Of course, this meant they could also hear us. Whether we wanted them to or not, ifyouknowwhatImean. I still remember Caleb saying to us disapprovingly over breakfast, “I could hear you guys kissing.”

And sometimes we’d watch movies that were funny but probably not age-appropriate. For instance, one night when Eric wasn’t home, the boys and I watched “Dodgeball.” Fairly harmless, but I forgot about the ending when Christine Taylor’s character kisses another girl and says, “I’m not a lesbian, I’m bisexual!” and then proceeds to make out with Vince Vaughn’s character. Not exactly pearl-clutching dialogue, but at the time both boys said, “Ewww!”

Then came the inevitable question: “What’s bisexual?” Gunnar asked.

Oh, dear.  But, amazingly, I came up with a diplomatic answer: “It’s when you like both boys and girls.”

“Oh,” they said solemnly. Then, “Ewww.” (This was in the good old days when the thought of anyone kissing anyone was gross and hilarious.)

Blondie- Gunnar Thug stance- Caleb Grinning fool- me.
Blondie: Gunnar. Thug stance: Caleb. Grinning fool: me.

Now, if we were to watch it and that scene came on, they’d both be like, “All right!” Then they’d probably rewind it and watch the scene again. Ugh.

I think that’s what bothers me most: not that it’s awkward to watch that stuff with the kids, but now there’s no need to explain/avoid explaining what it means.

The other night we all watched Louis CK perform stand-up. My rule has always been: If it’s funny and not tooooo inappropriate, then it’s okay to watch. Since I’m a comedy writer, I try not to censor too much when it comes to comedies.

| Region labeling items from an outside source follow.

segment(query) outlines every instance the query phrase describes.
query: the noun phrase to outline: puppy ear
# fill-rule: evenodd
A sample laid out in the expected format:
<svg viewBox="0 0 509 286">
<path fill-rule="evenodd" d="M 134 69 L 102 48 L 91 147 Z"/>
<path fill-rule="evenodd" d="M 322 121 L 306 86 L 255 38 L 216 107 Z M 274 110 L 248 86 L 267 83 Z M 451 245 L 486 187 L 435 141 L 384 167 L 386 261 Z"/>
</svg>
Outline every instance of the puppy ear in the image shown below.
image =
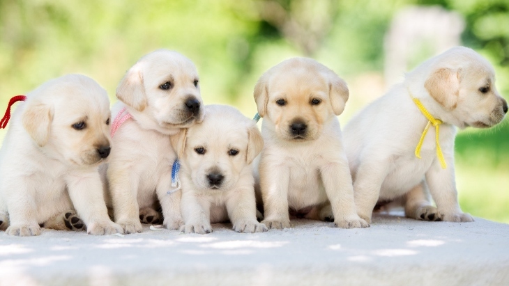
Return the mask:
<svg viewBox="0 0 509 286">
<path fill-rule="evenodd" d="M 446 110 L 456 108 L 459 93 L 461 69 L 441 68 L 433 72 L 424 83 L 430 95 Z"/>
<path fill-rule="evenodd" d="M 264 138 L 256 125 L 252 125 L 248 129 L 248 136 L 249 136 L 249 141 L 248 143 L 248 154 L 246 154 L 245 161 L 248 164 L 250 164 L 261 152 L 261 149 L 264 148 Z"/>
<path fill-rule="evenodd" d="M 328 96 L 334 114 L 339 116 L 344 110 L 349 91 L 347 83 L 332 70 L 329 72 Z"/>
<path fill-rule="evenodd" d="M 253 95 L 254 102 L 258 107 L 258 114 L 264 117 L 267 112 L 267 104 L 268 103 L 268 88 L 267 86 L 269 75 L 266 72 L 261 77 L 258 79 L 254 86 Z"/>
<path fill-rule="evenodd" d="M 23 127 L 40 147 L 47 143 L 53 120 L 51 107 L 42 102 L 29 102 L 22 116 Z"/>
<path fill-rule="evenodd" d="M 188 129 L 183 128 L 176 134 L 169 136 L 169 142 L 176 153 L 177 158 L 181 159 L 184 154 L 185 138 L 188 135 Z"/>
<path fill-rule="evenodd" d="M 139 63 L 131 67 L 120 81 L 116 88 L 116 97 L 138 111 L 143 111 L 146 107 L 146 97 L 143 75 L 138 65 Z"/>
</svg>

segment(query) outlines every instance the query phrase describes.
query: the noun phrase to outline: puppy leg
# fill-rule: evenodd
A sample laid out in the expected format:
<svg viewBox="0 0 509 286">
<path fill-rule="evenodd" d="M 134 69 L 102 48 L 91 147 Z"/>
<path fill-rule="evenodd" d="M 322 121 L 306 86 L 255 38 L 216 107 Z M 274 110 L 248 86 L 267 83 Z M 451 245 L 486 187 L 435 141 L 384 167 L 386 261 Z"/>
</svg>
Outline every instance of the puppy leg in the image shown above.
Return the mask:
<svg viewBox="0 0 509 286">
<path fill-rule="evenodd" d="M 237 232 L 263 232 L 267 227 L 257 221 L 254 190 L 245 187 L 236 191 L 226 201 L 228 216 Z"/>
<path fill-rule="evenodd" d="M 181 232 L 200 235 L 212 232 L 209 202 L 199 200 L 192 191 L 183 191 L 181 207 L 184 219 L 184 225 L 180 229 Z"/>
<path fill-rule="evenodd" d="M 40 227 L 37 221 L 37 205 L 31 195 L 35 190 L 31 190 L 30 186 L 23 179 L 20 180 L 16 187 L 11 182 L 3 186 L 16 190 L 6 198 L 6 202 L 9 206 L 10 226 L 6 232 L 8 235 L 20 237 L 39 235 Z"/>
<path fill-rule="evenodd" d="M 320 168 L 320 173 L 334 214 L 334 223 L 342 228 L 370 226 L 356 212 L 348 164 L 328 164 Z"/>
<path fill-rule="evenodd" d="M 169 170 L 164 173 L 165 175 L 160 178 L 155 190 L 162 209 L 162 217 L 165 219 L 162 223 L 169 230 L 178 230 L 184 224 L 181 214 L 182 191 L 179 190 L 168 193 L 172 188 L 172 170 Z"/>
<path fill-rule="evenodd" d="M 268 229 L 291 228 L 288 213 L 289 170 L 284 167 L 260 165 L 260 188 L 264 201 L 261 221 Z"/>
<path fill-rule="evenodd" d="M 44 223 L 44 228 L 56 230 L 85 230 L 85 224 L 73 209 L 59 214 Z"/>
<path fill-rule="evenodd" d="M 116 168 L 112 164 L 108 166 L 107 176 L 115 222 L 126 235 L 141 232 L 142 227 L 137 198 L 138 177 L 129 174 L 126 166 Z"/>
<path fill-rule="evenodd" d="M 9 216 L 6 212 L 0 212 L 0 230 L 5 231 L 9 226 Z"/>
<path fill-rule="evenodd" d="M 66 181 L 70 200 L 89 234 L 103 235 L 123 232 L 120 225 L 109 220 L 97 170 L 71 172 Z"/>
<path fill-rule="evenodd" d="M 154 224 L 160 223 L 161 216 L 159 212 L 150 207 L 139 209 L 139 221 L 142 223 Z"/>
<path fill-rule="evenodd" d="M 357 214 L 371 223 L 371 214 L 380 195 L 380 187 L 387 175 L 387 168 L 380 162 L 371 161 L 359 166 L 354 182 Z"/>
<path fill-rule="evenodd" d="M 411 219 L 430 221 L 442 220 L 438 209 L 430 202 L 425 182 L 414 186 L 404 196 L 404 215 Z"/>
<path fill-rule="evenodd" d="M 426 173 L 426 182 L 443 221 L 470 222 L 473 219 L 462 212 L 457 200 L 457 191 L 454 176 L 454 159 L 446 157 L 447 168 L 442 169 L 438 159 Z"/>
</svg>

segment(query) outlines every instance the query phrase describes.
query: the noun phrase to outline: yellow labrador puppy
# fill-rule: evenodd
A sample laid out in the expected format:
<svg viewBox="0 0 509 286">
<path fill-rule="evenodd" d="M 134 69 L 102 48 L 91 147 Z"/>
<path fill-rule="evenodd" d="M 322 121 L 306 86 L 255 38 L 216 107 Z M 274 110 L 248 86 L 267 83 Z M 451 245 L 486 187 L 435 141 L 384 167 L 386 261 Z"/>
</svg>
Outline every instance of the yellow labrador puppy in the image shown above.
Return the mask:
<svg viewBox="0 0 509 286">
<path fill-rule="evenodd" d="M 473 221 L 458 205 L 456 127 L 492 127 L 507 110 L 493 67 L 470 49 L 453 48 L 417 67 L 345 127 L 359 216 L 370 221 L 377 202 L 402 198 L 408 217 Z"/>
<path fill-rule="evenodd" d="M 52 79 L 26 95 L 0 151 L 0 223 L 5 228 L 10 220 L 8 235 L 83 223 L 91 235 L 122 232 L 108 217 L 98 171 L 110 151 L 109 116 L 106 91 L 82 75 Z"/>
<path fill-rule="evenodd" d="M 264 141 L 254 121 L 237 109 L 205 106 L 203 122 L 172 137 L 182 162 L 185 233 L 208 233 L 211 223 L 229 220 L 238 232 L 267 231 L 257 221 L 251 163 Z"/>
<path fill-rule="evenodd" d="M 142 230 L 139 216 L 158 219 L 169 229 L 183 224 L 181 192 L 168 194 L 176 154 L 169 135 L 202 120 L 195 65 L 183 55 L 158 50 L 142 57 L 116 89 L 114 148 L 107 171 L 115 221 L 125 233 Z"/>
<path fill-rule="evenodd" d="M 264 118 L 259 180 L 268 228 L 290 227 L 292 214 L 366 228 L 357 216 L 340 123 L 346 83 L 317 61 L 291 58 L 264 74 L 254 88 Z"/>
</svg>

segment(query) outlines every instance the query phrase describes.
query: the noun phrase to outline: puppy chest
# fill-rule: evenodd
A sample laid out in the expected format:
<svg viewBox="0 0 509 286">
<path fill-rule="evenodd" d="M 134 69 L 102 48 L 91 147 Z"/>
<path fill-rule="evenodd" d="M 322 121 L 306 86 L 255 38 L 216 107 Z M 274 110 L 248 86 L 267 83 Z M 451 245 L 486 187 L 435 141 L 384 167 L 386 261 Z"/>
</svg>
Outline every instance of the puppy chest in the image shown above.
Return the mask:
<svg viewBox="0 0 509 286">
<path fill-rule="evenodd" d="M 289 206 L 300 209 L 325 202 L 327 196 L 317 168 L 294 166 L 289 169 Z"/>
</svg>

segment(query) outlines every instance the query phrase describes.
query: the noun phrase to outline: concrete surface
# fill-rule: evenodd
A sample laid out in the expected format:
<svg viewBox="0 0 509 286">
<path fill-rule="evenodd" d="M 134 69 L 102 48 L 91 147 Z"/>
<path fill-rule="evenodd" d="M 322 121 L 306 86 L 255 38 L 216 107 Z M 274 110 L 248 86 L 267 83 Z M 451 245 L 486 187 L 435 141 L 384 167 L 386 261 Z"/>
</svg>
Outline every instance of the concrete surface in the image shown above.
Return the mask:
<svg viewBox="0 0 509 286">
<path fill-rule="evenodd" d="M 0 285 L 509 285 L 509 225 L 377 214 L 370 228 L 294 228 L 119 237 L 0 232 Z"/>
</svg>

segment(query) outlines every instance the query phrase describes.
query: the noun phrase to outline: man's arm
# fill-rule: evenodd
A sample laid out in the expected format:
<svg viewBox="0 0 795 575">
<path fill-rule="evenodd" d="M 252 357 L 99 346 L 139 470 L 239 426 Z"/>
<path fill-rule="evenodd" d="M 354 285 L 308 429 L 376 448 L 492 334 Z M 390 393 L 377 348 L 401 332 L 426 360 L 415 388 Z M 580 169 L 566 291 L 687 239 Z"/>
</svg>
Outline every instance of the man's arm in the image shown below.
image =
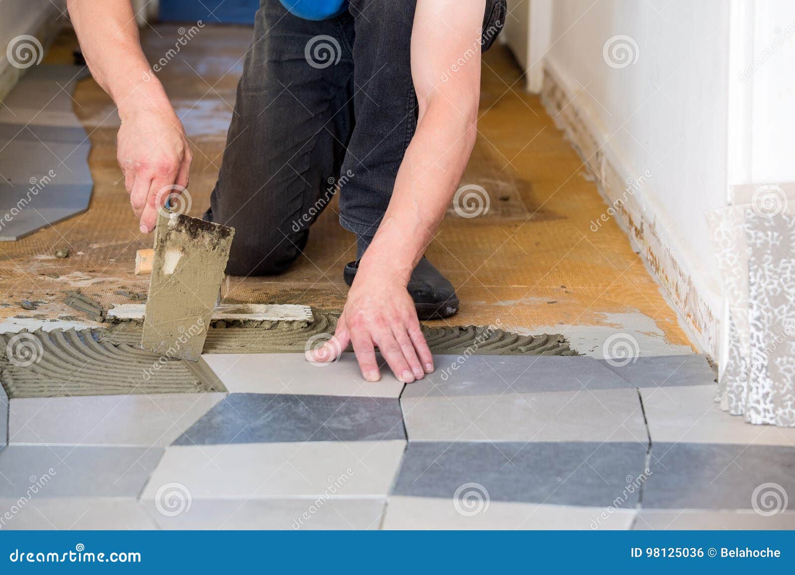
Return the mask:
<svg viewBox="0 0 795 575">
<path fill-rule="evenodd" d="M 182 123 L 141 49 L 129 0 L 68 0 L 69 16 L 94 79 L 118 108 L 117 157 L 141 231 L 157 208 L 188 186 L 192 153 Z"/>
<path fill-rule="evenodd" d="M 410 383 L 433 371 L 406 286 L 475 145 L 485 10 L 486 0 L 417 2 L 411 41 L 412 79 L 419 102 L 417 131 L 389 208 L 348 293 L 335 334 L 338 341 L 328 342 L 316 355 L 333 359 L 352 342 L 369 381 L 380 378 L 375 345 L 401 381 Z M 450 73 L 461 58 L 467 58 L 466 64 Z"/>
</svg>

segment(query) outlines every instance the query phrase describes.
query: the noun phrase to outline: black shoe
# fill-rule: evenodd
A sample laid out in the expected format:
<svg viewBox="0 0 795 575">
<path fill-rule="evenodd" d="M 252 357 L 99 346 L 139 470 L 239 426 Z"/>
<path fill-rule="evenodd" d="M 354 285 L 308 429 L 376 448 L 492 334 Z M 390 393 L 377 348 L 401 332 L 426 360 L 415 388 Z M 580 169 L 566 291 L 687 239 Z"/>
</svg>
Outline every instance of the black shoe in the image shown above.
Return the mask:
<svg viewBox="0 0 795 575">
<path fill-rule="evenodd" d="M 360 259 L 345 266 L 345 283 L 353 285 Z M 409 280 L 409 293 L 414 300 L 417 316 L 421 320 L 439 320 L 458 313 L 461 304 L 456 290 L 447 278 L 433 267 L 425 256 L 417 264 Z"/>
</svg>

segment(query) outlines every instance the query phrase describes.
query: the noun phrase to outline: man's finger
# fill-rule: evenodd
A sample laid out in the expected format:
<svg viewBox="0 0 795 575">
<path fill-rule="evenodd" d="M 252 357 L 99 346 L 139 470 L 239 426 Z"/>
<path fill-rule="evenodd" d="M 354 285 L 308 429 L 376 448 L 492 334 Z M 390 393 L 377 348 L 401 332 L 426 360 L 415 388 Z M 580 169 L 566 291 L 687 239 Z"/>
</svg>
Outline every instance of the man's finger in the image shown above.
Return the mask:
<svg viewBox="0 0 795 575">
<path fill-rule="evenodd" d="M 409 367 L 409 363 L 403 356 L 403 351 L 392 334 L 392 330 L 389 328 L 381 329 L 374 334 L 373 339 L 378 344 L 378 351 L 386 359 L 395 377 L 404 383 L 411 383 L 414 381 L 414 374 Z"/>
<path fill-rule="evenodd" d="M 343 355 L 343 352 L 347 348 L 347 345 L 350 343 L 351 336 L 348 335 L 347 328 L 342 322 L 338 323 L 337 329 L 332 336 L 332 339 L 328 341 L 324 341 L 323 345 L 316 349 L 308 350 L 307 359 L 309 361 L 321 363 L 334 361 Z"/>
<path fill-rule="evenodd" d="M 182 158 L 182 163 L 180 165 L 180 169 L 176 173 L 176 185 L 180 185 L 183 188 L 187 188 L 188 184 L 190 180 L 190 172 L 191 172 L 191 155 L 186 153 L 185 157 Z"/>
<path fill-rule="evenodd" d="M 428 342 L 425 341 L 425 336 L 422 334 L 422 329 L 420 328 L 419 321 L 409 326 L 408 331 L 409 337 L 411 338 L 411 343 L 413 344 L 414 350 L 417 352 L 417 356 L 422 363 L 422 368 L 425 370 L 425 373 L 431 373 L 433 371 L 433 355 L 428 347 Z"/>
<path fill-rule="evenodd" d="M 403 357 L 405 358 L 405 361 L 409 364 L 409 368 L 414 375 L 414 379 L 421 379 L 425 375 L 425 371 L 420 365 L 420 359 L 417 357 L 414 344 L 412 343 L 411 338 L 409 337 L 405 328 L 394 325 L 392 327 L 392 335 L 394 336 L 395 341 L 400 346 L 401 352 L 403 352 Z"/>
<path fill-rule="evenodd" d="M 133 184 L 135 183 L 135 172 L 131 169 L 128 169 L 124 173 L 124 189 L 127 190 L 127 193 L 133 192 Z"/>
<path fill-rule="evenodd" d="M 133 191 L 130 193 L 130 203 L 133 206 L 133 212 L 141 217 L 144 208 L 146 207 L 146 196 L 149 195 L 149 188 L 152 185 L 152 179 L 142 174 L 135 176 L 135 181 L 133 182 Z M 144 231 L 142 230 L 142 231 Z M 144 233 L 146 233 L 144 231 Z"/>
<path fill-rule="evenodd" d="M 378 381 L 381 379 L 378 371 L 378 363 L 375 360 L 375 348 L 370 334 L 363 330 L 351 332 L 351 341 L 353 342 L 353 351 L 356 353 L 356 361 L 362 375 L 367 381 Z"/>
<path fill-rule="evenodd" d="M 176 177 L 176 174 L 168 179 L 155 178 L 152 181 L 149 195 L 146 197 L 146 205 L 141 213 L 141 231 L 144 231 L 144 228 L 146 228 L 144 233 L 148 234 L 154 229 L 155 224 L 157 223 L 157 210 L 161 209 L 165 205 L 165 202 L 172 193 L 179 192 L 179 190 L 175 190 L 171 187 L 174 183 L 174 177 Z"/>
</svg>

For example, Tosh.0 gets on all of my nerves, but I don’t forbid the boys to watch it; I just don’t want to be around when they do. (Although Eric claims he’s heard me laughing while it was on. Filthy lies.) But on the other hand, a few years ago I watched one of Dane Cook’s stand-up routines and not only was it incredibly vulgar, it wasn’t even funny. Unforgivable. So I banned them from watching that.

I have weird rules, you guys. Deal with it.

For some reason that night Caleb was being all grumpy and teenagery. The whole time Louis CK was on he kept interrupting and saying things like, “Oh, it’s funny when he says the “F” word…”

After he had interrupted approximately five million times, Gunnar  hit “pause” with pointed emphasis, looked over at Caleb and said sarcastically, “Anything else you’d like to say? Any other comments? Come on! Get ‘em out now!” which for some reason I thought was just as funny as the comedian. It’s hard to convey in blog form how funny Gunnar is because it’s all in his expression and the way he says things. I’d post a picture of him but I think he’d literally kill me. So just trust me… it was funny.

Everyone quieted down and, after glaring at all of us, Gunnar hit “play.” And we watched a brilliant comedian and laughed our butts off… as a family.  Anything we can all enjoy together is a rare and precious gift during these dark teenaged times.

So if I have to watch a guy tell hilariously inappropriate jokes just to hang out with my boys… I’ll take it. Even if now the boys insist on explaining the jokes to me. 

Ewww.

Present day. (Well, 6 months ago.)
Present day. (Well, 6 months ago.) *Still* thrilled to have their picture taken, clearly.